Profesor kimia University College London, Andreas Sella menjelaskan, ketika amonium nitrat meledak terjadi pelepasan gas beracun, termasuk nitrogen dioksida dan gas amonia.

Kita melihat sesaat setelah terjadinya ledakan pada Selasa, 4 Agustus 2020, muncul awan berwarna oranye-merah. Ini disebabkan adanya kandungan nitrogen dioksida, yang sering dikaitkan dengan polusi udara.
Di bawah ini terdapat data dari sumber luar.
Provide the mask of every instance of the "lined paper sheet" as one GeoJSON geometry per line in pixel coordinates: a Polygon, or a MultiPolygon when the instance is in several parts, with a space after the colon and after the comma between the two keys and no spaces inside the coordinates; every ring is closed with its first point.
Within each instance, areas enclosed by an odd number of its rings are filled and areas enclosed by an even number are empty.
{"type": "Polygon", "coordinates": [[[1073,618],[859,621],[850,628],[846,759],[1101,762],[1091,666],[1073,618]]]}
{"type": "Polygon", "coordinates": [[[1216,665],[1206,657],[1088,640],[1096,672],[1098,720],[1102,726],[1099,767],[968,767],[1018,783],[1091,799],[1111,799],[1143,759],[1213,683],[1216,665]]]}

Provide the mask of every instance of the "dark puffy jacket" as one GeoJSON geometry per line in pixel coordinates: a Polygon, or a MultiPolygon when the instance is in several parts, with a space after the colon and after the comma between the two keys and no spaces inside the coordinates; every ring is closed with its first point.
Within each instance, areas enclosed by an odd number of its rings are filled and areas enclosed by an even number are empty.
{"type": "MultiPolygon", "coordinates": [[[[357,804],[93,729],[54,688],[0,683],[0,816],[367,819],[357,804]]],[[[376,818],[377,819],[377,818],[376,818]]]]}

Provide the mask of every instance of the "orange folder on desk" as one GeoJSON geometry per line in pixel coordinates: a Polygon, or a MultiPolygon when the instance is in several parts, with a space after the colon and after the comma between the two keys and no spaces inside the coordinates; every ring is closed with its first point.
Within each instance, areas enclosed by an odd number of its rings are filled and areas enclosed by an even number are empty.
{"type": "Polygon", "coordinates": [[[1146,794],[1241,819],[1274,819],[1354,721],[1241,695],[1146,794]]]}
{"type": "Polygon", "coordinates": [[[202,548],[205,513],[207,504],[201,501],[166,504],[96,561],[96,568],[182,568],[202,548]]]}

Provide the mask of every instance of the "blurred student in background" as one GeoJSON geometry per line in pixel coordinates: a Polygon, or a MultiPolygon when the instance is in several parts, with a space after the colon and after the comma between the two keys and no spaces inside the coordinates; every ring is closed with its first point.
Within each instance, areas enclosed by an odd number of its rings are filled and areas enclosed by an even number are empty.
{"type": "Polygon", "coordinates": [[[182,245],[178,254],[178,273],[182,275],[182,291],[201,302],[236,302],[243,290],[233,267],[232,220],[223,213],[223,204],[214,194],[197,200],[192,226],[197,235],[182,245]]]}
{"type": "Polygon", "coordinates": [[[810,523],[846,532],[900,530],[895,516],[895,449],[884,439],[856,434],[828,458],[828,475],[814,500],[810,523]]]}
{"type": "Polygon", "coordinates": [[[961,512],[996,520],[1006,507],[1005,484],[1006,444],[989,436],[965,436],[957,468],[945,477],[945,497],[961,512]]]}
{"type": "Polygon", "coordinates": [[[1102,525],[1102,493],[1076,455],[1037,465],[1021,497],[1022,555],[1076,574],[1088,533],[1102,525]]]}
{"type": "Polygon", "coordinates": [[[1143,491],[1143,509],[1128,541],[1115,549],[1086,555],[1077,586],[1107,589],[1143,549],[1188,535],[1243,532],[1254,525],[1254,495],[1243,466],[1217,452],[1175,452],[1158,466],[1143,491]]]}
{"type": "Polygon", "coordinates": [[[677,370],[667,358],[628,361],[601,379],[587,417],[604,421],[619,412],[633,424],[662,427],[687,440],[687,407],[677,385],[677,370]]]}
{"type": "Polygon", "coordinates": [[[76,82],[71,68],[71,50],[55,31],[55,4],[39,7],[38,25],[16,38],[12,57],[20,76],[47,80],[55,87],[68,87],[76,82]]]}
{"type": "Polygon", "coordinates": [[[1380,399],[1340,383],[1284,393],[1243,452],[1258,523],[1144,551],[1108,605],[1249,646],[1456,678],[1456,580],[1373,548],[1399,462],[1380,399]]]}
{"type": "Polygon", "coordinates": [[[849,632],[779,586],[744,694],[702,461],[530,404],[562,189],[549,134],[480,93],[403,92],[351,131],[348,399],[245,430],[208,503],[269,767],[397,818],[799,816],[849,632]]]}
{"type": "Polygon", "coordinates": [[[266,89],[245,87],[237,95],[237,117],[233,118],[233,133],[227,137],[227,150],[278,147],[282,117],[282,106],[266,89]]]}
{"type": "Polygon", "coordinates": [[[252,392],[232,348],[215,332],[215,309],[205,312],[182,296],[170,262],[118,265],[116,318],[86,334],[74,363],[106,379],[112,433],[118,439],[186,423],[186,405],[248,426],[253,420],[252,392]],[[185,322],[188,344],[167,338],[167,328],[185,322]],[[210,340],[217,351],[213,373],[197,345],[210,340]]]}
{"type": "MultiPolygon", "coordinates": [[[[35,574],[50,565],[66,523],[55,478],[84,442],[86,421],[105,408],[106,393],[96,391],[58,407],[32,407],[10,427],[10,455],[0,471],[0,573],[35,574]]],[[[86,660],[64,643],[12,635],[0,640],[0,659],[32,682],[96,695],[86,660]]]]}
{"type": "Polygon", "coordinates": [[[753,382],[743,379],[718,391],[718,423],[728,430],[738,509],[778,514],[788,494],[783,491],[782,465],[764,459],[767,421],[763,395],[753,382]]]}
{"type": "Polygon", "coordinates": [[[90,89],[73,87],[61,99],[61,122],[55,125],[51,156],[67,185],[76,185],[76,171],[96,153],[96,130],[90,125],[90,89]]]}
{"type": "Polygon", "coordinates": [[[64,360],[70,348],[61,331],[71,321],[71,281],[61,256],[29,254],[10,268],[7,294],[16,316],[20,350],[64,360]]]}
"Jika tidak ada banyak angin, maka itu bisa menjadi bahaya bagi orang-orang di dekatnya," jelas Sella, dikutip dari BBC News, Kamis (6/8/2020).

Tingginya kadar nitrogen dioksida dapat menjadi masalah bagi para korban ledakan Beirut yang memiliki masalah pernapasan, yakni timbulnya iritasi, sistem pernapasan yang meradang, batuk dan mengi yang memburuk.

Fungsi paru-paru berkurang dan peningkatan serangan asma, menurut American Lung Association. Paparan nitrogen oksida juga dikaitkan dengan masalah kardiovaskular, berat badan lahir rendah pada bayi baru lahir, dan risiko kematian bayi prematur yang lebih tinggi.